Ecuador Unframed, Dynamic Art and Radical Democracy in a Guayasamin’s Mural

Faculty Research Grant
Grant Year
2013-2014

This project intents to bridge cultural theory, mathematical analysis, media visualization, and computing programming with the mural Ecuador, a mayor art work by Oswaldo Guayasamín one of the most prominent Latin American artists of the twentieth century. We intend to produce a dynamic, critical, and interactive exhibit (a computer generated remapping of the mural) that unravels the piece’s potential, and visually materializes a novel critique of this cultural artifact.

Through this project, we want to intervene a canonical work in order to release its political potency, currently locked by the fact that the mural is framed, although it was conceived as a movable piece.
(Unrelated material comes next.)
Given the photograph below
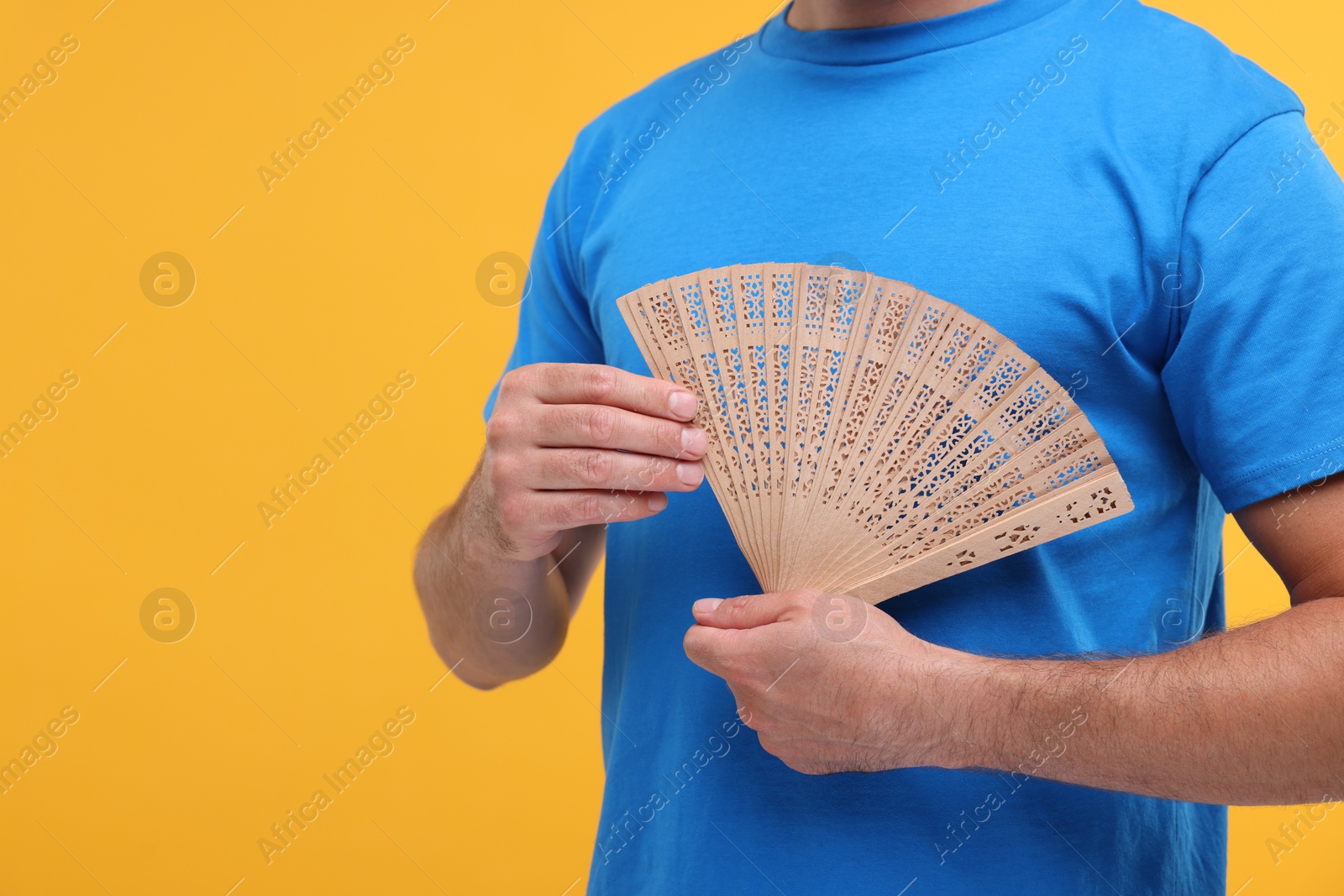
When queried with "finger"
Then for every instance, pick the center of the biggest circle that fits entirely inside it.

Furthermore, we want to reconnect the mural with its current political and cultural debates related to the plurinational possibilities of the Ecuadorian Nation(s)-State and the symbolic claim of Guayasamín’s art by indigenous peoples. The mural materializes the necessity to rethink constitutional “framing” not as solution of antagonisms (and thus the cancelation of politics) but as the opposite: the endorsement and enabling of conflict.
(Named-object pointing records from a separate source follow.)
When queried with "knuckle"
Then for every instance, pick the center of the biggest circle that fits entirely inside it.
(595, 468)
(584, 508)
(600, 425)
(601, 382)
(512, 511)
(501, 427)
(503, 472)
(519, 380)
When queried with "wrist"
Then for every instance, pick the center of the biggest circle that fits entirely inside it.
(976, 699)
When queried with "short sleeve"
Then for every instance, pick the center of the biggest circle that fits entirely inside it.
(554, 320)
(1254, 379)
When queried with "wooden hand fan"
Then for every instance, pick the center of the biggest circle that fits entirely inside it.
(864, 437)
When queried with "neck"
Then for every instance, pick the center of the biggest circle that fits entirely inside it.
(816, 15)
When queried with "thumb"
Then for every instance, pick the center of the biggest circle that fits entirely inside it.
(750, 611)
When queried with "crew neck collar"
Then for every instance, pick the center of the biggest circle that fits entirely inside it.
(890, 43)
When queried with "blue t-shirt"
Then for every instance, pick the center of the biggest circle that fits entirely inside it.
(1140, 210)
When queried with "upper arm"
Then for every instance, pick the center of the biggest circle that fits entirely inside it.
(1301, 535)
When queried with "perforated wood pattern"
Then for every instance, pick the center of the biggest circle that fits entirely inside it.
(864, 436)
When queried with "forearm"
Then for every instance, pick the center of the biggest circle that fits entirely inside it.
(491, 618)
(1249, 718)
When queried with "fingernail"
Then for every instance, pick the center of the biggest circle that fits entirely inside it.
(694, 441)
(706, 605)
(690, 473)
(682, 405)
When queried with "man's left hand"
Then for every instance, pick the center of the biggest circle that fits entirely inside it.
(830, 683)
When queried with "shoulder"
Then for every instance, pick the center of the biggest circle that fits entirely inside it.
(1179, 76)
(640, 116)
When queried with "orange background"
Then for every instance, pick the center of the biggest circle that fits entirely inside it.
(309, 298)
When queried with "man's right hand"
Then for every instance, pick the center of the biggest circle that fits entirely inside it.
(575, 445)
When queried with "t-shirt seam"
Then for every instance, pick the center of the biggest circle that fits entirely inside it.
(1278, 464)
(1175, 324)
"Ecuador Unframed" is organized around the production of academic scholarship and an art exhibit with the collaboration of Laura Fernández, Santiago Quintero, and Paola Uparella (graduate student research assistants); Andrei Jorza (Assistant Professor of Mathematics, consultant); Tatiana Botero (Associate Professional Specialist), in conjunction with Notre Dame Center for Arts & Culture (Faculty Fellow Gilberto Cárdenas, Professor of Sociology).

Tatiana Botero, Elena Mangione-Lora, Rachel Rivers Parroquín and Andrea Topash-Ríos (Associate Professional Specialists) are coordinating a national tour of the exhibit and a series of pedagogical activities. The installation will be featured at the Notre Dame Center for Arts & Culture (September–October 2014), Vanderbilt University (November 2014 –January 2015), Western Kentucky University (February 2015), Assumption College (February–March 2015), and the Universität Zürich and Université de Genève, Switzerland (Fall 2015).